If you create a business plan that addresses these key areas, your greatly increase your chances for success.
We can ask the right questions
If your company is new — or struggling — with e-commerce, it may not be from a lack of planning, but from not knowing how to plan for e-commerce. There are lots of questions and decisions relating to online commerce that are quite different from traditional commerce. It’s not that you don’t have the answers, it may be that you don’t know the questions.
We’ve worked with many online merchants that have little or no experience in e-commerce. The good news is, that we do have experience. Great experience. And, we enjoy leveraging our expertise to help businesses succeed by beginning with a proper business plan.

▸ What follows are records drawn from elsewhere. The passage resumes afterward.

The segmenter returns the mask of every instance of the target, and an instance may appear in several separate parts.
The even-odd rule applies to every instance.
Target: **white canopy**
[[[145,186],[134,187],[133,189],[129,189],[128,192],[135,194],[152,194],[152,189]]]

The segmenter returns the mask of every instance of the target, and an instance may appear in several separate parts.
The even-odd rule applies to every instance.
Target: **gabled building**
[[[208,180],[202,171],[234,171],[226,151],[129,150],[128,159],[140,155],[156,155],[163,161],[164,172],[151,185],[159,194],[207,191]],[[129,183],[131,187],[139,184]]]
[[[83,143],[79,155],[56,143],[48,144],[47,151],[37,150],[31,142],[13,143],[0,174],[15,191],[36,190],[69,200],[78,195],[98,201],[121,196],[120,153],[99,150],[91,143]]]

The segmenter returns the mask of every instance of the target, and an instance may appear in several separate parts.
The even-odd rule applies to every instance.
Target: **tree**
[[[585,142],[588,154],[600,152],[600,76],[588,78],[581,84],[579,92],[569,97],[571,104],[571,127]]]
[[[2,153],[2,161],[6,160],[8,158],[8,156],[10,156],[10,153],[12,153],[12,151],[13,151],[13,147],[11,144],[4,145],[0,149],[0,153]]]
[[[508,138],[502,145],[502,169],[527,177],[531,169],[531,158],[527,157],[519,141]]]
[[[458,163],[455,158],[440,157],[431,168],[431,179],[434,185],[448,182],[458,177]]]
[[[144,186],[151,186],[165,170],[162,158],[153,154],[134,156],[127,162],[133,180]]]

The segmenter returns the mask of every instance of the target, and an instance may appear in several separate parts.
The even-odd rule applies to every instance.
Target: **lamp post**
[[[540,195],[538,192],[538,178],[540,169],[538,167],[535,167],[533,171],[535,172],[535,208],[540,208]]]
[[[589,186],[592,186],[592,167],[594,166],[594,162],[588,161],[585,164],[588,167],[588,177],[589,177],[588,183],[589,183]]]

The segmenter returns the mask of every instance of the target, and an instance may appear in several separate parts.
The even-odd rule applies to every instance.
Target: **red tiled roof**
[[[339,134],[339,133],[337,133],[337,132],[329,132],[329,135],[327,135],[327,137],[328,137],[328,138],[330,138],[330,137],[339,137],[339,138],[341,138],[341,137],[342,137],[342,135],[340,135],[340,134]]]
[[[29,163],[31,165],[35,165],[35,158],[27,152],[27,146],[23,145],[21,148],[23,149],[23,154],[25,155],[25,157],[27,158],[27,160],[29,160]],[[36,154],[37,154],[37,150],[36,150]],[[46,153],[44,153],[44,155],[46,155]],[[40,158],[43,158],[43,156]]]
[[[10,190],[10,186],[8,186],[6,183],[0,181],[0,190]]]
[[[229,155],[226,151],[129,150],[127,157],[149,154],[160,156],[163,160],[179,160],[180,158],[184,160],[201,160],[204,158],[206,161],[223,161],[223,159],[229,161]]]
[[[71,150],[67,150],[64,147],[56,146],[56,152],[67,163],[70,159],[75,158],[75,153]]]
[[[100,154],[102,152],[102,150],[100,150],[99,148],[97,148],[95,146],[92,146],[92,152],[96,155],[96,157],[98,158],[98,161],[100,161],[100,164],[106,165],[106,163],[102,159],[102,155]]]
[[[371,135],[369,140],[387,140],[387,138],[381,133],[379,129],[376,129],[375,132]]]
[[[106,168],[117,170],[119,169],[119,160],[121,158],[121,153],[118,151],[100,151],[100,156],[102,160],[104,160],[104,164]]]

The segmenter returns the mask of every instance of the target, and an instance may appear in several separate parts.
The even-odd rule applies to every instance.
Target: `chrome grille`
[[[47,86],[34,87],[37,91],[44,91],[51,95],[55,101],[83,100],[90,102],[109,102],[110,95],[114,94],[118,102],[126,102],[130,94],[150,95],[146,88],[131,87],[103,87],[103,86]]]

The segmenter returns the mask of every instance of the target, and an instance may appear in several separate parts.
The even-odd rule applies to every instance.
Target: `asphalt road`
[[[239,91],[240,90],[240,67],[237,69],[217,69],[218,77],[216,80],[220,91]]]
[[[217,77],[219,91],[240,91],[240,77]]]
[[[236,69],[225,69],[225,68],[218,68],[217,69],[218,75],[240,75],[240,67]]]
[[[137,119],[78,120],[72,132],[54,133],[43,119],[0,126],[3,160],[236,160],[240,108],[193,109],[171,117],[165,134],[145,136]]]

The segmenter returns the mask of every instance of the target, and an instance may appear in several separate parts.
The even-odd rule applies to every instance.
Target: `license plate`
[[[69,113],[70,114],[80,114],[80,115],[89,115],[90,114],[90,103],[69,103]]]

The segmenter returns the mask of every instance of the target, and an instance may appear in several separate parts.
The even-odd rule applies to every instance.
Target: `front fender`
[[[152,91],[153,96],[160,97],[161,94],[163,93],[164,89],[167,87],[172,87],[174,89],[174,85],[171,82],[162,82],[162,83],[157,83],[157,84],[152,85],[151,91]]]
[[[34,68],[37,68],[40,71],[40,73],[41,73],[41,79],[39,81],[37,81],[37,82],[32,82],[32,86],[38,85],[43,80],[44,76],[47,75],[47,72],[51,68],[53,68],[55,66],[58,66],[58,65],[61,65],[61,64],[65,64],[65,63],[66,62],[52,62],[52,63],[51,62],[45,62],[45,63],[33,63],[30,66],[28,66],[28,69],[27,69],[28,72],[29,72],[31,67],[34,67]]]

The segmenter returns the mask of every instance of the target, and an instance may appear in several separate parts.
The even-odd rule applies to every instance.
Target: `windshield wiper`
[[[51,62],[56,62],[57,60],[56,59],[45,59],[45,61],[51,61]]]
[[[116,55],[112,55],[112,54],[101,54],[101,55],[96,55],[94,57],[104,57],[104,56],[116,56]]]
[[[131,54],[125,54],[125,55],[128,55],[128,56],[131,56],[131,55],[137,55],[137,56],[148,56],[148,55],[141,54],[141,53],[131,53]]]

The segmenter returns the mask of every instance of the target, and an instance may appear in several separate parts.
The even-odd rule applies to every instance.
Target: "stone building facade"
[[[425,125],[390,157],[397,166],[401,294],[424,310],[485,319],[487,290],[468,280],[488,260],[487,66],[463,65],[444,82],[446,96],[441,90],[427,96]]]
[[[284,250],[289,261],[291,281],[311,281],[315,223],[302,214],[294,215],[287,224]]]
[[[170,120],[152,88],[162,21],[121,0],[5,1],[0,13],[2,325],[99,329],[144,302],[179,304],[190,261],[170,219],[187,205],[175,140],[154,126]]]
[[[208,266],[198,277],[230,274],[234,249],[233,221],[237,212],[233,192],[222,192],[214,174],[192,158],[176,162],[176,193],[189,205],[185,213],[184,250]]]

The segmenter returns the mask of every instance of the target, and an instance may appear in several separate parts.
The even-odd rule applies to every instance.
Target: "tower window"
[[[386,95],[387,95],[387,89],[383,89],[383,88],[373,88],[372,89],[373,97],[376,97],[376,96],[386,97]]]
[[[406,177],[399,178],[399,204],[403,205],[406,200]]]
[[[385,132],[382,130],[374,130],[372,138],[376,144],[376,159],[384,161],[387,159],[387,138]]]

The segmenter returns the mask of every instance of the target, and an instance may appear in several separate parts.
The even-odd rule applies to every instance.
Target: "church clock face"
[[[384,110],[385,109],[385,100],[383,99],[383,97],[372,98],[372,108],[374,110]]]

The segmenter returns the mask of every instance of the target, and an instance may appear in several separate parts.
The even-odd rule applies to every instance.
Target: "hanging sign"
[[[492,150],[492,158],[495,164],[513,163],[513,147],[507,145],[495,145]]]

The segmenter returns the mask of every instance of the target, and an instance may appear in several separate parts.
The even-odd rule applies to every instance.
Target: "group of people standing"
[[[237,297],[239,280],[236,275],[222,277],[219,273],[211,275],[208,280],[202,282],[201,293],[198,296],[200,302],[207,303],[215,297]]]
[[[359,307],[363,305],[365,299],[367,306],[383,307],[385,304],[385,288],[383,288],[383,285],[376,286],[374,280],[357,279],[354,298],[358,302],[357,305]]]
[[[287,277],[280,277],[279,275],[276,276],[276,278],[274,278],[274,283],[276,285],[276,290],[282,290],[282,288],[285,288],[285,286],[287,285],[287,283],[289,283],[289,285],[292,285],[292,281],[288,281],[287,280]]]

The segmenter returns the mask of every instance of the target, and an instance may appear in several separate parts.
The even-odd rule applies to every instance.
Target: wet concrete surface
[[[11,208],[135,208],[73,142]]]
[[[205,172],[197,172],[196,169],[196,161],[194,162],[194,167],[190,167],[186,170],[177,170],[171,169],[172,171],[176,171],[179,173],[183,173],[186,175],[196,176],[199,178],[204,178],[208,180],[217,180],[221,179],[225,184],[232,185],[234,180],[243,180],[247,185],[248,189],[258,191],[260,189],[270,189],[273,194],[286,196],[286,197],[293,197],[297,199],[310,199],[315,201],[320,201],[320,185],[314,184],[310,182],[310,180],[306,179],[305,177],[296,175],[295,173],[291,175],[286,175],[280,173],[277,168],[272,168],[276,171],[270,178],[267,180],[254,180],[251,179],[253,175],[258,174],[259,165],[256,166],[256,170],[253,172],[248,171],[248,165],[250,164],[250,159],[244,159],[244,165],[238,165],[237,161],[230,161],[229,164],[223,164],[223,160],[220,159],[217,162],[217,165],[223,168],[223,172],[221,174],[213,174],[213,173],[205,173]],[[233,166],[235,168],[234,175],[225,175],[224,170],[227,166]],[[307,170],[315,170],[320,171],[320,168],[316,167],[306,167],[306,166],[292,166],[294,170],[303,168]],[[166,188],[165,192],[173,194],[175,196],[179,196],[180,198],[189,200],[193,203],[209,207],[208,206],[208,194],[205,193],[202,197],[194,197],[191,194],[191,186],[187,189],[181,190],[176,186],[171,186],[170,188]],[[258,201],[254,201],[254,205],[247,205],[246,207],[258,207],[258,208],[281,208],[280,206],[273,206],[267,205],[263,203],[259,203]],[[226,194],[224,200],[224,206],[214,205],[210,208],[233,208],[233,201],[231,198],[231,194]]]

Make the correct financial decision
Here’s a scenario we have seen all too often: a company decides to sell online. They employ a development company to build a beautiful e-commerce website on a popular platform. After spending their budget on the new store, the business finds out that the platform doesn’t handle integrations with their warehouse well. Plus, they want to sell on Amazon.com, but their product data is not properly structured.
Their marketing group finds that the site is not ranking well and is in need of serious SEO overhaul. The company hires an outside firm to handle Google Adwords, but the firm spends little time really learning the company’s products or brand; the PPC budget skyrockets with not positive ROI in sight.
After a few months of these frustrations, they blame it on the platform or developers, and look for another remedy with which to begin the process again. Things go a bit better, since they’re learned from their first version, but reality doesn’t quite meet expectations and, once again, the company shifts directions.
All of this could have been avoided by having a comprehensive business plan constructed by novusweb. Instead of spending 3 or 4 times their original budget to eventually arrive at a beneficial solution, they could have spent a fraction of that on a great business plan and launched with an online business endeavor that had the best chance for success.
That’s making the correct financial decision.